Compute $\varphi (180)$ where $\varphi$ is the Euler totient fuction

Question

So I was given this question. Compute $\varphi (180)$ where $\varphi$ is the Euler totient fuction.

Here is my attempted solution:

$\varphi (180) = ?$ $m = 180 = 2^2 \cdot 5 \cdot 9$, $p_1 = 2, p_2 = 5, p_3 = 9, n = 5$

$\varphi (180) = \sum_{k=0}^5 (-1)^k = \frac{(180)}{i\varepsilon S\prod P_i} = \frac{(180)}{1} - \frac{(180)}{p_1} - \frac{(180)}{P_2} - \frac{(180)}{P_3} + \frac{(180)}{P_1P_2} + \frac{(180)}{P_1P_3} + \frac{(180)}{P_2P_3} - \frac{(180)}{P_1P_2P_3} $

This is all i really know, basically the general process on how to start the problem off but I get confused on how to go about it with subsets, etc.

Answer 1

Hint: Use co-prime multiplicativity, i.e. the property that $\varphi(pq) = \varphi(p)\varphi(q)$ when $(p, q) = 1$ to break it into individual prime factors.

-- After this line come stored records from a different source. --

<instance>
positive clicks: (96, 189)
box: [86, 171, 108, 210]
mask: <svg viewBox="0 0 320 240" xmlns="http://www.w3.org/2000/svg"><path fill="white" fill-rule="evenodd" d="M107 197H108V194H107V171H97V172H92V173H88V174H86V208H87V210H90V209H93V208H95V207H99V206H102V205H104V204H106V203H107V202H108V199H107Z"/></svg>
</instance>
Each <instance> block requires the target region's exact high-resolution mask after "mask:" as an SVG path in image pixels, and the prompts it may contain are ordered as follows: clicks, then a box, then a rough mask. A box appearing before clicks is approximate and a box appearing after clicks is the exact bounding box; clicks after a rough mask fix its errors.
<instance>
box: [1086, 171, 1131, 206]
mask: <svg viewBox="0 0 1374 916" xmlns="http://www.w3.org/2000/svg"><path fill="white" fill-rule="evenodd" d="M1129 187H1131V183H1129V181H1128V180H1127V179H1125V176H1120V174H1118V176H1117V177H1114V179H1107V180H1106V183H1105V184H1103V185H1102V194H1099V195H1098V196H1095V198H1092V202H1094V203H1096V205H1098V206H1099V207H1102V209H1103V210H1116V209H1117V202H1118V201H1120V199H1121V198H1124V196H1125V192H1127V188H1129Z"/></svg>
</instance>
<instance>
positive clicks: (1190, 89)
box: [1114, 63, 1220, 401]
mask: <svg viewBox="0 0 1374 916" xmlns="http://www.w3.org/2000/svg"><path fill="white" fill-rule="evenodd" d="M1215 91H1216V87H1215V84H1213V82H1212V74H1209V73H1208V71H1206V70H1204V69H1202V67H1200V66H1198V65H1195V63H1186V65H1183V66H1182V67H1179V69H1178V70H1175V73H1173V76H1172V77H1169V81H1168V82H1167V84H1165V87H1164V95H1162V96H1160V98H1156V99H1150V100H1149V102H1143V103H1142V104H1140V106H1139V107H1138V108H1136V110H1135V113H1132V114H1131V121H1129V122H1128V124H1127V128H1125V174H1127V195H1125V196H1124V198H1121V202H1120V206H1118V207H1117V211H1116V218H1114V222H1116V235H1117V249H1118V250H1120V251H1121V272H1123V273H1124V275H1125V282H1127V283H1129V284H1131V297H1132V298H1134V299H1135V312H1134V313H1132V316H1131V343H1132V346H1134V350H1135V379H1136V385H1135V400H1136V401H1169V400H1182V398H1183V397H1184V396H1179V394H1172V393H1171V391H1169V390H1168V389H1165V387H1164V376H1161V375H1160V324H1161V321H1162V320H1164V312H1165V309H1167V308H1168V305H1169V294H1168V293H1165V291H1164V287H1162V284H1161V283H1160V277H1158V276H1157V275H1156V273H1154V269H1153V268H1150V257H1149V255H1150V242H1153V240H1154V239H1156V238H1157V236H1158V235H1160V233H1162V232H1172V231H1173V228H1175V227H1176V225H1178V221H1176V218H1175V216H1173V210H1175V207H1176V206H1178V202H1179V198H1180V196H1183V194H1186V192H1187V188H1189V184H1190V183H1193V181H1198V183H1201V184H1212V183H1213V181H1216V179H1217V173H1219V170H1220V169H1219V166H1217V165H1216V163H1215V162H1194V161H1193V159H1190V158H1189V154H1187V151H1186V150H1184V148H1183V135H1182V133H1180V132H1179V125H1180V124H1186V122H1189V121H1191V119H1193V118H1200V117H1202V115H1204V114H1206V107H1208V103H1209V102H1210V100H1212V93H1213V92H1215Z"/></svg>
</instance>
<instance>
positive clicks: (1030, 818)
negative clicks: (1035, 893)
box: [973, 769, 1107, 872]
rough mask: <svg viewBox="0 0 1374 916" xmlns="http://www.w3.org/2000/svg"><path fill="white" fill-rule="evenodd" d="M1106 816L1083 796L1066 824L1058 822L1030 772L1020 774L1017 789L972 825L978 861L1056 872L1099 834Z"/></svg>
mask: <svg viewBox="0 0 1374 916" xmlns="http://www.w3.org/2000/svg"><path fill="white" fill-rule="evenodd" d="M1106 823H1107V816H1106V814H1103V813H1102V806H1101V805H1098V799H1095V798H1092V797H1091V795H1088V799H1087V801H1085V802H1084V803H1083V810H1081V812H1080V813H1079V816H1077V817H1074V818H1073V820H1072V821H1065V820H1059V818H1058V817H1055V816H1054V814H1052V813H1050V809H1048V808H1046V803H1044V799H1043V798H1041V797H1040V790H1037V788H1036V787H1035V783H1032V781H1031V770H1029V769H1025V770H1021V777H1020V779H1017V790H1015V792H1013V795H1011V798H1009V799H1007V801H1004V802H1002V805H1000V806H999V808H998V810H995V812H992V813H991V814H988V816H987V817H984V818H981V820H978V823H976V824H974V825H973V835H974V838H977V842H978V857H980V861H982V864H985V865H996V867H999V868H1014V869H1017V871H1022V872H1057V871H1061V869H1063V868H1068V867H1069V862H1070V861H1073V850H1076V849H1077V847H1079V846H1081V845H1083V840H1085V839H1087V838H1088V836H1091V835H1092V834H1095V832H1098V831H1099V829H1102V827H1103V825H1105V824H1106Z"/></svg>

It should then be easy to calculate each individual $\varphi(p^k)$.

Answer 2

The problem with your solution is that you are not removing the numbers having $GCD$ other that $2,5,9$ with $180$. Proceeding with your method, you should take into account every divisor of $180$ and then apply the same procedure. This will give you the correct answer.

Also it can be solved by using multiplicativity of totient function.

Answer 3

$$\phi (n)=n×(1-1/p_1)(1-1/p_2)..... (1-1/p_k)$$ Where $n=(p_1)^{n_1}(p_2)^{n_2} (p_3)^{n_3}....(p_k)^{n_k}$.